A topic is identified by its name. For example, we may have a topic called logs that may contain log messages from our application, and another topic called purchases that may contain purchase data from our application as it happens.

Kafka topics can contain any kind of message in any format, and the sequence of all these messages is called a data stream. Topics 可以存储任意类型任何格式的消息,这些消息的顺序叫做数据流。

Kafka Topics - Warning

Unlike database tables, Kafka topics are not query-able. Instead, we have to create Kafka producers to send data to the topic and Kafka consumers to read the data from the topic in order.

Kafka topics 是不可查询的。

Data in Kafka topics is deleted after one week by default (also called the default message retention period), and this value is configurable. This mechanism of deleting old data ensures a Kafka cluster does not run out of disk space by recycling topics over time. Topics 中的数据默认在 1 周后删除。这种删除旧数据的机制通过随着时间的推移回收主题来确保 Kafka 集群不会耗尽磁盘空间。

1.2 What are Kafka Partitions?

Topics are broken down into a number of partitions. A single topic may have more than one partition, it is common to see topics with 100 partitions.

The number of partitions of a topic is specified at the time of topic creation. Partitions are numbered starting from 0 to N-1, where N is the number of partitions. The figure below shows a topic with three partitions, with messages being appended to the end of each one.

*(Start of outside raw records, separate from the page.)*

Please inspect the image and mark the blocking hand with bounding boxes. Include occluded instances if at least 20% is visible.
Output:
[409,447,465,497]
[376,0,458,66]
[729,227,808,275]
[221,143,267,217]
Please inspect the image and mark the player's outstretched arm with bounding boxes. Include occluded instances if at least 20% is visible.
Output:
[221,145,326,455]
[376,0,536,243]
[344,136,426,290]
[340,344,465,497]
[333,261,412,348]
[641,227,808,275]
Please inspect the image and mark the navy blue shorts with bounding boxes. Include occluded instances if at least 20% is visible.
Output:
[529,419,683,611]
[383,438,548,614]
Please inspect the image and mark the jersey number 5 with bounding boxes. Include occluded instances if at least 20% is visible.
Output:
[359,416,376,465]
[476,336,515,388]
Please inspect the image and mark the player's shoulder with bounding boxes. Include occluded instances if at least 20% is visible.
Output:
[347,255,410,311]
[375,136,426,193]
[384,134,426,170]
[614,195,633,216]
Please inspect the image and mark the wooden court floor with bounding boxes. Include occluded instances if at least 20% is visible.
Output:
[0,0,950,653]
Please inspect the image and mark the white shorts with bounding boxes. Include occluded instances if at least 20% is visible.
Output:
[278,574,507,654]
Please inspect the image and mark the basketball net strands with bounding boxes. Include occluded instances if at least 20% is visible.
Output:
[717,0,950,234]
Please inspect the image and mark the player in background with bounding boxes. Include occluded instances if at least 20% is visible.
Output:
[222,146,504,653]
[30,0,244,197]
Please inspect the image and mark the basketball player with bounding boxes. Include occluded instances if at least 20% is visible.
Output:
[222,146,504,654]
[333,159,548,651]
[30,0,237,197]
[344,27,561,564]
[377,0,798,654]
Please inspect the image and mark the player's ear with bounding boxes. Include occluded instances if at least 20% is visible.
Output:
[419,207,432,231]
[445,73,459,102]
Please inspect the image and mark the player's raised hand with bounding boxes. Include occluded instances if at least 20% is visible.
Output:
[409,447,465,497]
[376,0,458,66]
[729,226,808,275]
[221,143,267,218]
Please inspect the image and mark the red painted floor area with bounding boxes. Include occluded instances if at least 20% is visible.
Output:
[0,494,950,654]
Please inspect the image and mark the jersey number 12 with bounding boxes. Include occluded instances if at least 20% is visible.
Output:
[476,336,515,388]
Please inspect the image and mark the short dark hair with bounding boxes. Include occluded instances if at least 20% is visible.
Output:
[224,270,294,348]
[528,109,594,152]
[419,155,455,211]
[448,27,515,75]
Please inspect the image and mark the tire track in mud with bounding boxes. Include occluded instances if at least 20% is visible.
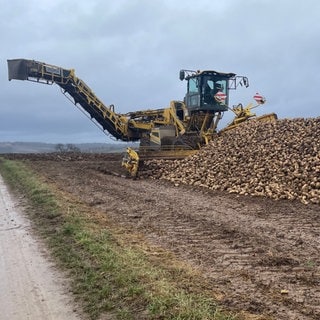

The offset is an integer value that Kafka adds to each message as it is written into a partition. Each message in a given partition has a unique offset. 偏移量 offset 是 Kafka 在写入分区 partition 时添加到每条消息的整数值。给定分区中的每条消息都有一个唯一的偏移量。

Kafka Topics

Kafka topics are immutable: once data is written to a partition, it cannot be changed

1.3 Kafka Topic example

A traffic company wants to track its fleet of trucks. Each truck is fitted with a GPS locator that reports its position to Kafka. We can create a topic named - trucks_gps to which the trucks publish their positions. Each truck may send a message to Kafka every 20 seconds, each message will contain the truck ID and the truck position (latitude and longitude). The topic may be split into a suitable number of partitions, say 10. There may be different consumers of the topic. For example, an application that displays truck locations on a dashboard or another application that sends notifications if an event of interest occurs.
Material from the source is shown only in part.